I’m planning to invest in a company that is to be founded in Romania (an AG) which will then in turn start buying real estate and mimic a REIT (there’s no REIT legislation in Romania).
End of the year they plan to split the profit in this direction:
- ~50% dividends
- ~50% free shares as the company’s capital anyway increases (if it makes profit)
Does anyone (preferably from Romania) know how the tax treatment is in this case?
There’s a lot of confusing information on the internet, most of it from tax accounting companies / financial advisors.
a) dividends when arriving in Switzerland will be added to the income and taxed as per whatever marginal tax rate I have.

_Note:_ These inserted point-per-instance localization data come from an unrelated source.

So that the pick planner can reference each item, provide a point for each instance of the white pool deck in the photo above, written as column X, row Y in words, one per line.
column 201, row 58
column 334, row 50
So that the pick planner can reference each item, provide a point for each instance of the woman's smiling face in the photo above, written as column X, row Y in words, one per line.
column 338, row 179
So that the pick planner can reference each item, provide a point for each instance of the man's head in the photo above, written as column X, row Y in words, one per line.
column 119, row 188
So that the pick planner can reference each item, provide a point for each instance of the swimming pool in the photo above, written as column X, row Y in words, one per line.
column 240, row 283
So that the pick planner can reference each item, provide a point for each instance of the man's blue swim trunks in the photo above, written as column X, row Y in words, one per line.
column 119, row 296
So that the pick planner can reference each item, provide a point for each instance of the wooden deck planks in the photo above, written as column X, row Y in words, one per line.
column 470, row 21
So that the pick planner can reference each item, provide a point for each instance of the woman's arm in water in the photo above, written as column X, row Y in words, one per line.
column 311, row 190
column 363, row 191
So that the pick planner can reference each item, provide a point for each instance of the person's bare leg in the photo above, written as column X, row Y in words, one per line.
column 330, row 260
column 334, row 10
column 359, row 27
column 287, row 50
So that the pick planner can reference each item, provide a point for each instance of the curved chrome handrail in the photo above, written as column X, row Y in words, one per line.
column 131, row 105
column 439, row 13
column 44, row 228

The convention between countries is vague and specifies “may also be taxed in the contracting state” → so if Romania at some point decides to tax them too…it will.
Not sure though on the tax declaration for a privately held company how they will know those are dividends and to trust the statement. What proof will be required.
b) free shares … no clue how these can be classified
For public shares = not my case (on the Stock Market) shares…if you get them at a discount then diff (real price - discount price) = income.
Here it’s privately held though and if shares are free…I doubt the whole value they have would count as income.
Can anyone pls share some thoughts?
Also, a PM with a good accountant recommendation would be more than appreciated (mine is now starting some courses and won’t have time anymore). Preferably not a company that does this and then changes the contact data for the Steueramt → then you get surprised when they forget to inform you about an invoice or communication, had that in the past already.